I caught an interesting piece of TV with Derren Brown recently. I like his style, but I also like the fact that he debunks so much nonsense.
In three different parts of the world, he took a group of people, asked them for a couple of personal effects from their pockets, disappeared and reappeared with personal profiles for each of them. Cue voxpops of emotional and tearful people amazed at how accurate the assessments were – “he got me like 90% nailed”, “there are things here I didn’t even realise myself”, etc.
Then he invited them, if they wished, to share their profiles with each other. At which point it became apparent that they were all exactly the same profile. The technique’s called “Cold Reading” and relies on the “Forer Effect“, by which we interpret generic information as being specific about ourselves. It’s, of course, how horoscopes are put together.

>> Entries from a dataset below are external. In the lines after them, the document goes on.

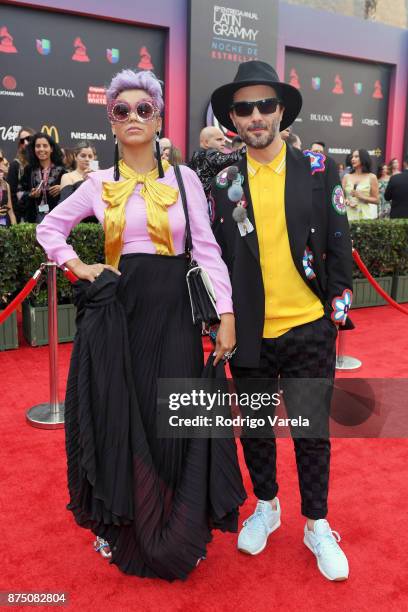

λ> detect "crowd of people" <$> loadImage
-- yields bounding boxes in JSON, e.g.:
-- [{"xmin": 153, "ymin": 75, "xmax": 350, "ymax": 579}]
[
  {"xmin": 0, "ymin": 126, "xmax": 408, "ymax": 229},
  {"xmin": 0, "ymin": 133, "xmax": 98, "ymax": 228}
]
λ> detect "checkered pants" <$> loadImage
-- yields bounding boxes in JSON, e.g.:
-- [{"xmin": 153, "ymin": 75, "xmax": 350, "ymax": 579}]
[{"xmin": 231, "ymin": 317, "xmax": 337, "ymax": 519}]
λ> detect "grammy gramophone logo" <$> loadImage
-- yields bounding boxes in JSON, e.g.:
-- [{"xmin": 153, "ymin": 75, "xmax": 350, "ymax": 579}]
[{"xmin": 41, "ymin": 125, "xmax": 59, "ymax": 142}]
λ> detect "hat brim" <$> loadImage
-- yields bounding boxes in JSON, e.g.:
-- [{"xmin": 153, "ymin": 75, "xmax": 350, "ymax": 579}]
[{"xmin": 211, "ymin": 80, "xmax": 302, "ymax": 132}]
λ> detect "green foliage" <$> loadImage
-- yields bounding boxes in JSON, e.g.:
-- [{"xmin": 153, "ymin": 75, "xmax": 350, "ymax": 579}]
[
  {"xmin": 0, "ymin": 223, "xmax": 104, "ymax": 308},
  {"xmin": 350, "ymin": 219, "xmax": 408, "ymax": 278},
  {"xmin": 0, "ymin": 229, "xmax": 18, "ymax": 310}
]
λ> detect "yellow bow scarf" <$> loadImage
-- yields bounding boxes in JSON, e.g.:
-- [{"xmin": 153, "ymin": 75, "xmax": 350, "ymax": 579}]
[{"xmin": 102, "ymin": 159, "xmax": 178, "ymax": 268}]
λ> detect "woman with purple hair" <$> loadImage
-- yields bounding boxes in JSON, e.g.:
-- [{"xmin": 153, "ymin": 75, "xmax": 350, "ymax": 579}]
[{"xmin": 37, "ymin": 70, "xmax": 245, "ymax": 580}]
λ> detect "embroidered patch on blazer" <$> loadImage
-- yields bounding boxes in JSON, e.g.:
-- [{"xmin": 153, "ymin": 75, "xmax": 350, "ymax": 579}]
[
  {"xmin": 302, "ymin": 247, "xmax": 316, "ymax": 280},
  {"xmin": 332, "ymin": 185, "xmax": 347, "ymax": 215},
  {"xmin": 215, "ymin": 170, "xmax": 228, "ymax": 189},
  {"xmin": 303, "ymin": 149, "xmax": 326, "ymax": 175}
]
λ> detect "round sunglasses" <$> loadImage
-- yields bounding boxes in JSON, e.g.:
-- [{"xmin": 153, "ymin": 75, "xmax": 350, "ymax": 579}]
[
  {"xmin": 230, "ymin": 98, "xmax": 282, "ymax": 117},
  {"xmin": 108, "ymin": 99, "xmax": 160, "ymax": 123}
]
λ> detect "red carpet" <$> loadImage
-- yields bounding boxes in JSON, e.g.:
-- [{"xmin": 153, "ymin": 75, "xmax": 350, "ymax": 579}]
[{"xmin": 0, "ymin": 306, "xmax": 408, "ymax": 612}]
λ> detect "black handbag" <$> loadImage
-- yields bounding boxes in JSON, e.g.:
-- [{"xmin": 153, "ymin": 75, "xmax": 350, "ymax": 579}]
[{"xmin": 174, "ymin": 165, "xmax": 220, "ymax": 325}]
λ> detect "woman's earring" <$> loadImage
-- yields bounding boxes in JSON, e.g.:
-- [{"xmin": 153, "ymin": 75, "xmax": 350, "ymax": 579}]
[
  {"xmin": 155, "ymin": 132, "xmax": 164, "ymax": 178},
  {"xmin": 113, "ymin": 134, "xmax": 120, "ymax": 181}
]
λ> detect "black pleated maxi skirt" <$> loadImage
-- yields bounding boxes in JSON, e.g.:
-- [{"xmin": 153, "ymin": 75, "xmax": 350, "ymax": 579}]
[{"xmin": 65, "ymin": 253, "xmax": 246, "ymax": 580}]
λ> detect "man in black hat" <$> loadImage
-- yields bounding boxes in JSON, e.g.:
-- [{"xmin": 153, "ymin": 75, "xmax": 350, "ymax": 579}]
[{"xmin": 211, "ymin": 61, "xmax": 352, "ymax": 580}]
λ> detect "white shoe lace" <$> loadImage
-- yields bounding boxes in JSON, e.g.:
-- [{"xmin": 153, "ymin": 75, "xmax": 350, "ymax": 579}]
[
  {"xmin": 316, "ymin": 529, "xmax": 343, "ymax": 556},
  {"xmin": 243, "ymin": 503, "xmax": 268, "ymax": 531}
]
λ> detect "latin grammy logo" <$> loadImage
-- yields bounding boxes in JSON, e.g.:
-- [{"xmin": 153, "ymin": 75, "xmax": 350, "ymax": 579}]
[
  {"xmin": 373, "ymin": 80, "xmax": 384, "ymax": 100},
  {"xmin": 137, "ymin": 47, "xmax": 154, "ymax": 70},
  {"xmin": 289, "ymin": 68, "xmax": 300, "ymax": 89},
  {"xmin": 332, "ymin": 74, "xmax": 344, "ymax": 94},
  {"xmin": 40, "ymin": 125, "xmax": 59, "ymax": 142},
  {"xmin": 72, "ymin": 36, "xmax": 90, "ymax": 62},
  {"xmin": 0, "ymin": 26, "xmax": 17, "ymax": 53}
]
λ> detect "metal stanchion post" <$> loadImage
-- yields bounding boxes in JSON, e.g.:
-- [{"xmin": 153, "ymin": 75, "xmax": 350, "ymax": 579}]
[
  {"xmin": 26, "ymin": 261, "xmax": 64, "ymax": 429},
  {"xmin": 336, "ymin": 331, "xmax": 363, "ymax": 372}
]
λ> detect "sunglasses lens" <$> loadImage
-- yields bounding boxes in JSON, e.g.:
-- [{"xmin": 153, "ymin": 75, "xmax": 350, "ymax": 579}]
[
  {"xmin": 112, "ymin": 102, "xmax": 130, "ymax": 121},
  {"xmin": 257, "ymin": 98, "xmax": 278, "ymax": 115},
  {"xmin": 234, "ymin": 102, "xmax": 255, "ymax": 117},
  {"xmin": 233, "ymin": 98, "xmax": 279, "ymax": 117},
  {"xmin": 136, "ymin": 102, "xmax": 155, "ymax": 121}
]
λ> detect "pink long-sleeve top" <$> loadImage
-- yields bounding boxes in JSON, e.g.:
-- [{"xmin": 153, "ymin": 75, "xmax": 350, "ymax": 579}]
[{"xmin": 37, "ymin": 166, "xmax": 233, "ymax": 314}]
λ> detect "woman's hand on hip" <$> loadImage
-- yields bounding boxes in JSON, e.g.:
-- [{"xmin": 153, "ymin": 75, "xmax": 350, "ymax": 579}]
[
  {"xmin": 65, "ymin": 259, "xmax": 120, "ymax": 283},
  {"xmin": 214, "ymin": 312, "xmax": 236, "ymax": 366}
]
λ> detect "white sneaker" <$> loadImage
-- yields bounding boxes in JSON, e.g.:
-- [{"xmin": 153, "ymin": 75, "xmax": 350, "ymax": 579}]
[
  {"xmin": 303, "ymin": 519, "xmax": 349, "ymax": 580},
  {"xmin": 238, "ymin": 497, "xmax": 281, "ymax": 555}
]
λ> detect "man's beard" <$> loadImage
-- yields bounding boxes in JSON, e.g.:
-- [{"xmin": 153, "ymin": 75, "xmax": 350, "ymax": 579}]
[{"xmin": 236, "ymin": 119, "xmax": 280, "ymax": 149}]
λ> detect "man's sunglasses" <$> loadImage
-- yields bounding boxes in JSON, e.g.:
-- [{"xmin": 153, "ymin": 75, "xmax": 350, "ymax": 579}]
[
  {"xmin": 108, "ymin": 100, "xmax": 160, "ymax": 123},
  {"xmin": 230, "ymin": 98, "xmax": 282, "ymax": 117}
]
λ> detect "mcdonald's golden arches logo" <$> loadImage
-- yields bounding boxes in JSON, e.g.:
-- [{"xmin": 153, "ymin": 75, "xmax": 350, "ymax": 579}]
[{"xmin": 41, "ymin": 125, "xmax": 59, "ymax": 142}]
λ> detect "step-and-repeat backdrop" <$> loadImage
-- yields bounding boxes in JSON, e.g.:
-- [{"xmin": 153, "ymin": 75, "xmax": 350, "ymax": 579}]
[
  {"xmin": 188, "ymin": 0, "xmax": 278, "ymax": 155},
  {"xmin": 285, "ymin": 49, "xmax": 391, "ymax": 169},
  {"xmin": 0, "ymin": 5, "xmax": 166, "ymax": 167}
]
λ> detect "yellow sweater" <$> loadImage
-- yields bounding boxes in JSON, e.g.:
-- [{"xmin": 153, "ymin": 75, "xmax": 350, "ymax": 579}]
[{"xmin": 247, "ymin": 143, "xmax": 324, "ymax": 338}]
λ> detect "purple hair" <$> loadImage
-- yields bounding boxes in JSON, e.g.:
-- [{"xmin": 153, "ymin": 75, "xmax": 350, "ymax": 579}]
[{"xmin": 106, "ymin": 68, "xmax": 164, "ymax": 112}]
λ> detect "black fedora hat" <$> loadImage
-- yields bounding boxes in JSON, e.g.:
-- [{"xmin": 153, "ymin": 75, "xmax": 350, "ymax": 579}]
[{"xmin": 211, "ymin": 60, "xmax": 302, "ymax": 132}]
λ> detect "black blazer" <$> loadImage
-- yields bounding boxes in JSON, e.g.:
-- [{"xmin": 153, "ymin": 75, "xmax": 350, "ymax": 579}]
[
  {"xmin": 211, "ymin": 146, "xmax": 352, "ymax": 367},
  {"xmin": 384, "ymin": 170, "xmax": 408, "ymax": 219}
]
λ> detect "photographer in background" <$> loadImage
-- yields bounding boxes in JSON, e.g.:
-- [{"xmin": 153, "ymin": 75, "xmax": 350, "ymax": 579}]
[
  {"xmin": 0, "ymin": 161, "xmax": 16, "ymax": 229},
  {"xmin": 21, "ymin": 132, "xmax": 66, "ymax": 223},
  {"xmin": 7, "ymin": 127, "xmax": 35, "ymax": 223}
]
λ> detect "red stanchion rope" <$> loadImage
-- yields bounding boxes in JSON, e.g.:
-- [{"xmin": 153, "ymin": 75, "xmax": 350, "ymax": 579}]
[
  {"xmin": 0, "ymin": 268, "xmax": 43, "ymax": 325},
  {"xmin": 0, "ymin": 264, "xmax": 78, "ymax": 325},
  {"xmin": 62, "ymin": 267, "xmax": 78, "ymax": 283},
  {"xmin": 353, "ymin": 249, "xmax": 408, "ymax": 314}
]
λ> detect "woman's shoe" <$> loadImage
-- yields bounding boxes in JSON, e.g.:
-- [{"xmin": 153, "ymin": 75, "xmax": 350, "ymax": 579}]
[{"xmin": 94, "ymin": 536, "xmax": 112, "ymax": 559}]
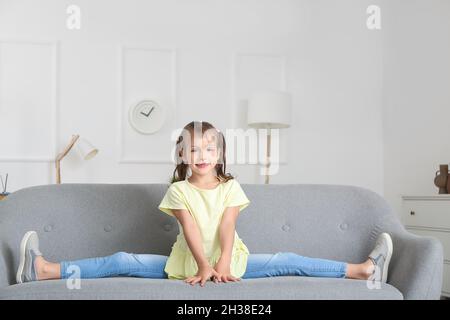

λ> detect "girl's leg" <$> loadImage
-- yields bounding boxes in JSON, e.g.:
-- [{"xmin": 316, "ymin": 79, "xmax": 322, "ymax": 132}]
[
  {"xmin": 36, "ymin": 252, "xmax": 168, "ymax": 280},
  {"xmin": 242, "ymin": 252, "xmax": 370, "ymax": 279}
]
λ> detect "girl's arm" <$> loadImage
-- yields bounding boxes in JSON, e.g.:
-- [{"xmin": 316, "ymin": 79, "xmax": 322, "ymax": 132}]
[
  {"xmin": 219, "ymin": 206, "xmax": 239, "ymax": 267},
  {"xmin": 172, "ymin": 209, "xmax": 209, "ymax": 268}
]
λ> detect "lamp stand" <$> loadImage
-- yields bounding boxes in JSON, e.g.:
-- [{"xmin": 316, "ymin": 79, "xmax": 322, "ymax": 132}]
[
  {"xmin": 264, "ymin": 128, "xmax": 271, "ymax": 184},
  {"xmin": 55, "ymin": 135, "xmax": 80, "ymax": 184}
]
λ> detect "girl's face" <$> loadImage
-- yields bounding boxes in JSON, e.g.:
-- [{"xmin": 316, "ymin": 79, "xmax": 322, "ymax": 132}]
[{"xmin": 181, "ymin": 134, "xmax": 220, "ymax": 176}]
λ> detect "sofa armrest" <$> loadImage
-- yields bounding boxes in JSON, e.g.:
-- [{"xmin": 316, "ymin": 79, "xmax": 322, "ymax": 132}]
[
  {"xmin": 0, "ymin": 240, "xmax": 10, "ymax": 289},
  {"xmin": 388, "ymin": 228, "xmax": 444, "ymax": 300}
]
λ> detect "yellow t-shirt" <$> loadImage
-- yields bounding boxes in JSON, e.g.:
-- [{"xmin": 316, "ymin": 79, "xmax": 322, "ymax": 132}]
[{"xmin": 158, "ymin": 179, "xmax": 250, "ymax": 279}]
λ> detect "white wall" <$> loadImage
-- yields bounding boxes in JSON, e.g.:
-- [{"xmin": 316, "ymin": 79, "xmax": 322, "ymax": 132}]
[
  {"xmin": 0, "ymin": 0, "xmax": 384, "ymax": 193},
  {"xmin": 383, "ymin": 0, "xmax": 450, "ymax": 218}
]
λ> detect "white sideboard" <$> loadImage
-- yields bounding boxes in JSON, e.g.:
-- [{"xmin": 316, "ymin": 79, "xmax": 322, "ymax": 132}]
[{"xmin": 401, "ymin": 194, "xmax": 450, "ymax": 297}]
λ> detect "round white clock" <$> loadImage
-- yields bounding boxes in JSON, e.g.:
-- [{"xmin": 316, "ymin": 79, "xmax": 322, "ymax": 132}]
[{"xmin": 129, "ymin": 100, "xmax": 165, "ymax": 134}]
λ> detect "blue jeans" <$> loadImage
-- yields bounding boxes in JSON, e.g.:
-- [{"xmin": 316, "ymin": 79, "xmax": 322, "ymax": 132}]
[{"xmin": 60, "ymin": 252, "xmax": 347, "ymax": 279}]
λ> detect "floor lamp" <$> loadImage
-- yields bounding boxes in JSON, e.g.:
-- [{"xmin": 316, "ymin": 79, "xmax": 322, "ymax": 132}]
[
  {"xmin": 247, "ymin": 91, "xmax": 292, "ymax": 184},
  {"xmin": 55, "ymin": 135, "xmax": 98, "ymax": 184}
]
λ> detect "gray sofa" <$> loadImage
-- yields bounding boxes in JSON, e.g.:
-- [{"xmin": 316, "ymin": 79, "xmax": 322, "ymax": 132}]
[{"xmin": 0, "ymin": 184, "xmax": 443, "ymax": 300}]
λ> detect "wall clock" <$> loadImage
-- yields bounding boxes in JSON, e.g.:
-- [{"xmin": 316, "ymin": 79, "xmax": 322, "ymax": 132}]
[{"xmin": 129, "ymin": 100, "xmax": 166, "ymax": 134}]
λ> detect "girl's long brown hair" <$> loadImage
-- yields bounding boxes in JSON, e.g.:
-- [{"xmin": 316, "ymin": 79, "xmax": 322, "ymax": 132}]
[{"xmin": 170, "ymin": 121, "xmax": 234, "ymax": 183}]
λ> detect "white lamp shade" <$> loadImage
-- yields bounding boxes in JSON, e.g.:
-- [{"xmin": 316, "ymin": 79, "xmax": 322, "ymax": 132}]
[
  {"xmin": 75, "ymin": 138, "xmax": 98, "ymax": 160},
  {"xmin": 247, "ymin": 91, "xmax": 292, "ymax": 129}
]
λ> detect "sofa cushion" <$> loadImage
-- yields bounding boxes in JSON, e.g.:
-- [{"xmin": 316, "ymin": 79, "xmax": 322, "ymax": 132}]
[{"xmin": 0, "ymin": 276, "xmax": 403, "ymax": 300}]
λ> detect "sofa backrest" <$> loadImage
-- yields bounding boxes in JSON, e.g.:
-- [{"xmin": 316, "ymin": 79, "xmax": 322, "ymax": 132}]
[{"xmin": 0, "ymin": 183, "xmax": 400, "ymax": 278}]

It works best when [from Wikipedia]:
- the subject believes that the analysis applies only to them
- the subject believes in the authority of the evaluator
- the analysis lists mainly positive traits
Which, it strikes me, describe an awful lot of consultants’ reports and proposals. It struck me recently when talking with a colleague in a government department that a high proportion of consultants’ analyses of problems is straight cold reading.
“I’m getting a picture of an organisation with a problem in communication. It’s a big organisation, run by someone with a history in accounting. Or there’s an accountant in the organisation, perhaps in the Finance department.”
If that’s you, you know where to find me.